Introduction
Hydroacoustics – using sound to ‘see’ in the ocean – has become central to evidence-based ocean management and mapping marine life. Marine scientists rely on echosounders to estimate abundance indices for assessments of biomass, while regulators and developers use the same tools to assess ecological impacts around offshore energy sites.
Hull‑mounted echosounders used in active acoustic surveys work by emitting pulses of sound and measuring the strength of the returning echoes. These backscatter signals contain information about the distribution and abundance of marine organisms throughout the water column.
This information is plotted as what we call echograms – two‑dimensional visualisations of the volume backscattering strength (Sv) over time and depth and are used by researchers to identify pelagic fish schools, scattering layers and the seabed.

In this article we present a comprehensive implementation of an Edge‑to‑Cloud ML-based pipeline in which we trained and deployed a model for semantic segmentation of echograms. The model was packaged and deployed as an IoT Edge module, using the framework we're developing at OceanStream, then tested in a simulated live environment to predict fish schools in multifrequency echosounder data.
This work was presented at the 2025 ICES WGFAST workshop, which was held at MFRI in Iceland between 8-13 of April.
Active Acoustics Primer
Active acoustics rely on emitting sound pulses and interpreting the echoes from the water column to infer the presence and density of organisms. Water‑column sonar data captured by active acoustic instruments, such as echosounders, contain scattering information from the near‑surface to the seafloor, allowing marine scientists to assess the spatial distribution of plankton, fish and other marine life.
These data is combined with CTD (conductivity‑temperature‑depth) profiles, trawl catches and camera footage to identify the species responsible for specific acoustic signatures and then produce abundance estimates and develop ecosystem models.

In our experiment, the target species was Atlantic herring (Clupea harengus) – a cornerstone of the Northwest Atlantic ecosystem which play a dual role as an ecologically important forage species and an economically valuable commercial fishing resource. The Atlantic States Marine Fisheries Commission notes that herring serve as a key forage fish for marine mammals, seabirds and a wide range of predatory fish from Labrador to Virginia. Their schooling behaviour makes them an important prey resource for migrating whales and dolphins.
In recent years herring stocks have declined however, which resulted in tighter management measures that underscores the need for accurate population monitoring, and acoustic methods are well suited to estimate their abundance and spatial distribution due to the large, dynamic schools which these pelagic fish form.
Data Acquisition and Preparation
We used data collected by the NEFSC 2019 Fall Bottom Trawl Survey – a fisheries independent, multi-species survey conducted by the NOAA Northeast Fisheries Science Center. The survey is comprised of two bottom trawl cruises each year, one in the spring and one in the autumn, that provide the primary scientific data for fisheries assessments in the U.S. mid-Atlantic and New England regions.
The data was collected by the NOAA Ship Henry B. Bigelow during both daytime and nighttime (Politis et al. 2014). Acoustic data consisted of multifrequency Simrad EK60 echosounder narrowband (i.e., continuous wave, CW) data at 18, 38, 70, 120, and 200 kHz (Zhang et al 2024).

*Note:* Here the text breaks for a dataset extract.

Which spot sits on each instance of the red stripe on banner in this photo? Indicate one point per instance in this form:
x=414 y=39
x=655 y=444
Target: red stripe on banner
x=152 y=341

The raw data is available in a public-access S3 bucket on AWS here, part of the NOAA NCEI archive. We selected 18 days of observations.
Manual Annotations
The acoustic data were accompanied by region annotations of fish schools produced in the Echoview software, the leading desktop suite for hydroacoustic data analysis, and exported to EVR files – an open format generated by the echoregions library. Experts at NEFSC labelled regions belonging to four classes of annotations: positive target “Atlantic herring school”, and negative non-target “Clupeid school”, “Krill” and “Noise region” (Zhang et al 2024).
For the purposes of this experiment all fish classes were collapsed to two binary classes (Fish vs Background) for segmentation. After filtering bad data (based on vessel logs and EVR flags) and removing empty pings, we segmented each day into image “chips” and kept only those with non‑empty masks, yielding 362 2‑D segments (10% test split). Augmentations included random square crops, horizontal flips, resize to 512×512, and ImageNet normalisation.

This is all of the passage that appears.